Bartók: 44 Duo’s voor 2 violen Sz 98; Kurtág: Ligatura – Boodschap voor Frances-Marie; Ligeti: Ballade en dans. András Keller (viool) en János Pilz (viool). ECM 465.849-2 (58’22”). 1999
Bartóks vioolduo’s zijn beschikbaar voor vrijwel alle niveau’s van technische vaardigheden, maar verhullen diepere betekenissen die alleen de beste violisten tot uiting kunnen brengen. Het is daarom altijd de moeite om te horen hoe halve strijkkwartetten die materie aanvatten en vaak tot heel interessante, volkomen verschillende oplossingen komen. Dat begon met bijvoorbeeld Drucker en Setzer van het Emerson kwartet (Biddulph LAW 007), zette zich voort bij Végh en Lysy (Astrée E 7720) en nu nogmaals bij de twee leden van het Keller kwartet. Daarbij wordt de volgorde van Bartóks grondplan nogal eens veranderd, ook hier. Maar daar is duidelijk over nagedacht en de componist stelde ook dat de gepubliceerde volgorde alleen ten dienste van het pedagogische doel was.

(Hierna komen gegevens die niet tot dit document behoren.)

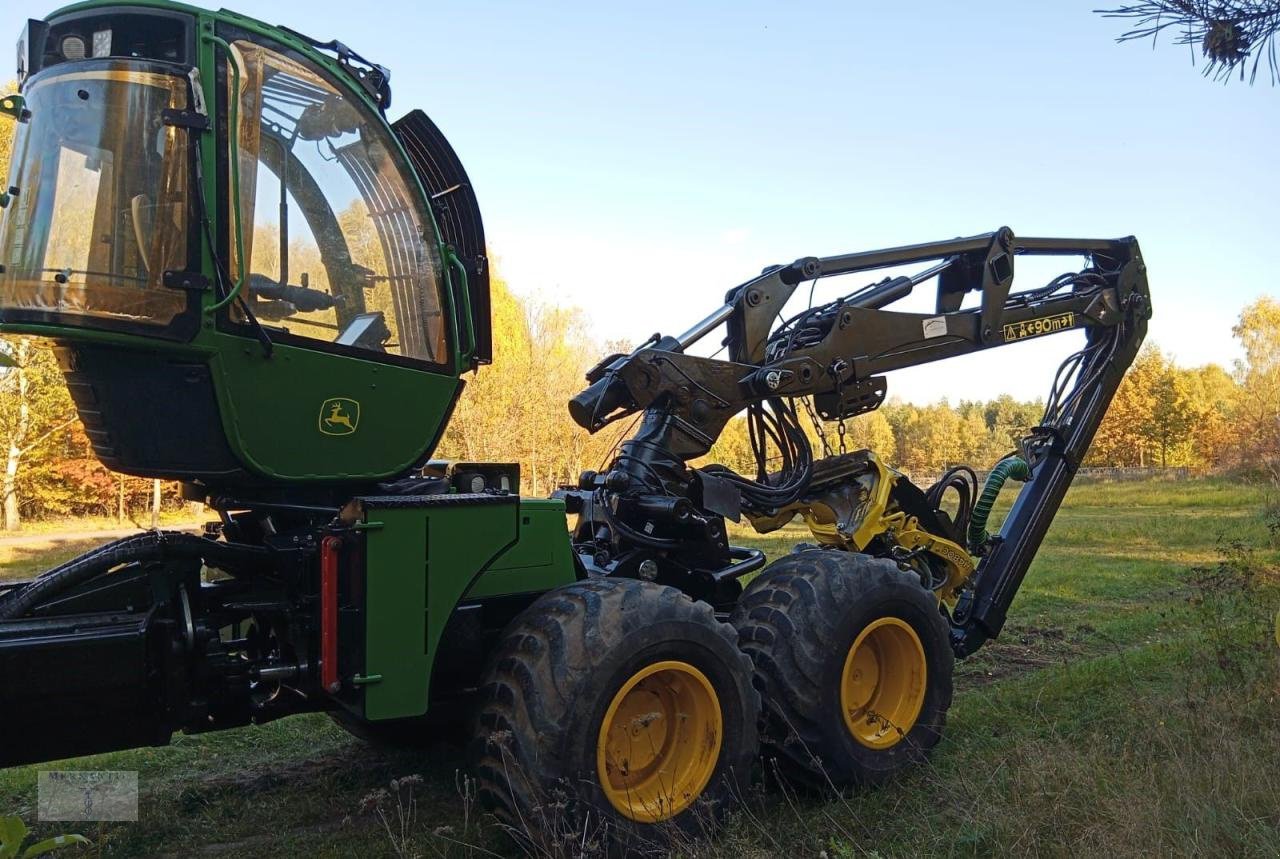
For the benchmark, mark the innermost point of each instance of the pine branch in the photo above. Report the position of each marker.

Harmonie en ritme vormen de grootste aandachtspunten en het is opvallend dat de langzame items steeds de mooiste vertolking krijgen. De Biddulph cd kunnen we welhaast vergeten, Végh en Lysy gaan als regel meer aardgebonden, maar ook temperamentvoller te werk, Keller en Pilz maken er meer kunstmuziek van en zij hebben het voordeel van wat toegiften, waarin de beide andere Hongaarse componisten dezelfde taal lijken te spreken. Het is moeilijk kiezen, maar mogelijk verdient de nieuwe cd een marginale voorkeur.